The resources we need to live can be used to drive people apart or draw them together. 

The custom of the day frowned on Jesus and the Samaritan woman associating with one another - but Jesus saw their shared need as an opportunity to break down a barrier rather than build one up. 

In many contemporary societies we have joined together in big complex systems to ensure steady access to resources like heat, light, and water. Most of us don’t rely on our own generators or wells, we rely instead on a shared infrastructure. 

Technically we are working together - but our everyday use of these resources is a direct transaction between us and a private or public provider. When you turn on your tap it’s above your own sink - you don’t stand in a queue with others. Our systems are convenient but also isolating - we don’t have the bubbles of interaction like you see between Jesus and the Samaritan woman where life changing words can blossom. 

Wells in our neighbourhoods used to be a clear sign of our common need - places where we could come together and help one another. Many of us will remember sharing running water, toilets, and even cooking facilities, only a few decades ago.

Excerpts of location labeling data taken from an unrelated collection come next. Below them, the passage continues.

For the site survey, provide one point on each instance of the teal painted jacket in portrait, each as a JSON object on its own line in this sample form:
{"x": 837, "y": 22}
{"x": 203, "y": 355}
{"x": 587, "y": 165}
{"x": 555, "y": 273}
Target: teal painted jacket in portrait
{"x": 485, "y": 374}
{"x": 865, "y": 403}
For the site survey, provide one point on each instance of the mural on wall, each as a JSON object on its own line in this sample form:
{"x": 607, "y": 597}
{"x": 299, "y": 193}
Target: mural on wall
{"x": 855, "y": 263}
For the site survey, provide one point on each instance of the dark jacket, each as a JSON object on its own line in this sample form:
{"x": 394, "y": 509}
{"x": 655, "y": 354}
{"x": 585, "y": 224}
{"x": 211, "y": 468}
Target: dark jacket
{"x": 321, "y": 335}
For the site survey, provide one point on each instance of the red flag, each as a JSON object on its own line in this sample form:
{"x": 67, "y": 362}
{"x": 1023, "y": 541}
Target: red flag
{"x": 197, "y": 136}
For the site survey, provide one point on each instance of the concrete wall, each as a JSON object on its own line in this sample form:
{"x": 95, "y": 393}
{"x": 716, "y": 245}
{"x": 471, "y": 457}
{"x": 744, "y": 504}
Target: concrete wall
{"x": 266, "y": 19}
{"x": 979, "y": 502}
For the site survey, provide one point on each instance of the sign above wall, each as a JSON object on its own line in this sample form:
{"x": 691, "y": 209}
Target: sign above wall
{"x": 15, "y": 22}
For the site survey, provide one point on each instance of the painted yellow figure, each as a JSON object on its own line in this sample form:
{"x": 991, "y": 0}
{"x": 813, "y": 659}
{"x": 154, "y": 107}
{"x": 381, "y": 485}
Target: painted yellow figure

Our infrastructure has vastly improved efficiency and quality, but when those systems creak and break, subject to wear and tear, under physical and political pressure - our experience of poverty is lonely and isolated.

How can we celebrate the lifesaving systems we have but also humanise them? These systems were usually installed with a high minded sense of public spirit to address pressing needs. How can we re-imagine them to help bring people together rather than force them apart?

 

Provider of all - seen and unseen -

We pray for the systems, networks, pipes, wires and cables, 

and the strategies, teams, task forces, technicians and logistics,

that keep us warm and watered.

We pray that more have access to lifesaving resources, 

that we notice the ones who don’t.

We pray that our infrastructure becomes more humane, more attentive, more flexible - giving us more opportunities to bless others.

When people and tunnels are left to decay

send your springs of eternal life.

Amen.

Lent Disciplines

WEEK 4: Think of a place in your neighbourhood (it might be a specific street or a particular building) where you know there are people struggling or suffering. Commit to pray for that same place every day this week.